Among the most impressed visitors to Michael’s was Jeremiah Tower, who recalls being “choked up by seeing and sitting in the future.” He loved Waxman’s grilled chicken—“the perfect spirit of French cooking, but better than most in France could do it”—and the fact that “the waiters, the umbrellas in the open garden, the curtains, the walls, the tablecloths, were all the color of Michael’s suit—off-white toward cream.” Never a fan of Berkeley’s
mud-brown aesthetic to begin with, Tower was further dazzled by two other blanched, spare LA restaurants in this new vein, the West Beach Café in Venice, a sort of Spago-by-the-sea overseen by the young chef Bruce Marder, and Trumps in West Hollywood, the creation of a rising culinary star named Michael Roberts, whose bright ideas, like a “guacamole” made from pureed green peas, outweighed his ridiculous ideas, like a lobster salad made with pickled watermelon.

Another new booster of the LA scene was none other than Julia Child, who, reclaiming her Pasadena heritage, compared the Bay Area scene unfavorably to that of “her” Southern California. “We’re adventurous,” she told
The New York Times
in 1984. “They are a bit self-satisfied. We don’t have to worry about standards as much.”
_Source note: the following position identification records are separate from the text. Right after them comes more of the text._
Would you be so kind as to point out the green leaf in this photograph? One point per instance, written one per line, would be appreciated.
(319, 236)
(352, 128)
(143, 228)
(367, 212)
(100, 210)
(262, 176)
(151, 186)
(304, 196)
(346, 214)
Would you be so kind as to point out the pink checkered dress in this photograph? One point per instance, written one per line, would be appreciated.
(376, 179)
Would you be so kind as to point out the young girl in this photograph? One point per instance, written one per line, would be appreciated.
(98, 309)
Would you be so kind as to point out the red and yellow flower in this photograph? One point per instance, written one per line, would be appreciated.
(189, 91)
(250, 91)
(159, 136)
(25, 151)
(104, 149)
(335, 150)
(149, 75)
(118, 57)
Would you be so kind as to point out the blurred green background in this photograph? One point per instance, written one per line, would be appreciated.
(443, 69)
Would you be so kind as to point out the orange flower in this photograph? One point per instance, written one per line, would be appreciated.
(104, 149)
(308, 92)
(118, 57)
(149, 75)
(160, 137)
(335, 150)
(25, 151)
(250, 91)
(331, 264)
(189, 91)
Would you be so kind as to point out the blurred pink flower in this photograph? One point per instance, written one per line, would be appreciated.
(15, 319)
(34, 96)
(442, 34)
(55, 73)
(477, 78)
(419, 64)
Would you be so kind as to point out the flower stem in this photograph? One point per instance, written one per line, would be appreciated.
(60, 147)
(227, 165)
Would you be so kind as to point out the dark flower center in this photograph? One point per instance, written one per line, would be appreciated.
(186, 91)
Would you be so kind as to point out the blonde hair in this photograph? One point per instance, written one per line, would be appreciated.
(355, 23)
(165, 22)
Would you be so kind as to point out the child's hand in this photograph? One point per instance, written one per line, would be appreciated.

The reporter who elicited this quote from Child, Marian Burros, didn’t take a side in the northern-versus-southern debate, but, in the same article, she attempted to codify California cuisine as she understood it, and her definition sounded more Spago-Michael’s than Chez Panisse. The cuisine’s primary characteristics, Burros wrote, were “Grilling, especially with mesquite; combining cuisines that scarcely had a nodding acquaintance before, such as Japanese and French; replacing stock-based sauces with compound butters or no sauce at all; using baby vegetables to garnish almost every plate; serving fish, chicken, squab, and quail rather than red meat; [and] elevating country food to the status usually reserved for truffles and caviar.”

WHICHEVER WAY YOU LOOKED
at California, the truth was that its most celebrated restaurants were perpetuating their own family trees just as Henri Soulé’s Le Pavillon had begotten an entire generation (or two) of great French restaurants. “He worked under Wolf”—or, alternately, “He worked under Alice”—became the new “He worked under Soulé.” The ascent of California was a mixed blessing for James Beard. On the one hand, the shift it augured toward trend-chasing and compulsive dining out ran counter to his embrace of good ol’ home cookin’ and America’s foodways. The chef and
winemaker David Page—who lifted the name of his New York restaurant, Home, from the Beard aphorism “American food is anything you eat at home”—makes the case that Beard’s slow-selling would-be masterwork, the breadbox-sized
James Beard’s American Cookery
(1972), suffered from coming along at the wrong time. “He wrote this beautiful tome on American cookery, drawing together all of these different ideas from every region of the country,” Page says, “and it got ignored because everyone was obsessed with Provence and nouvelle cuisine. It was a missed opportunity for American cuisine, and one that’s only been righted in the last ten years.”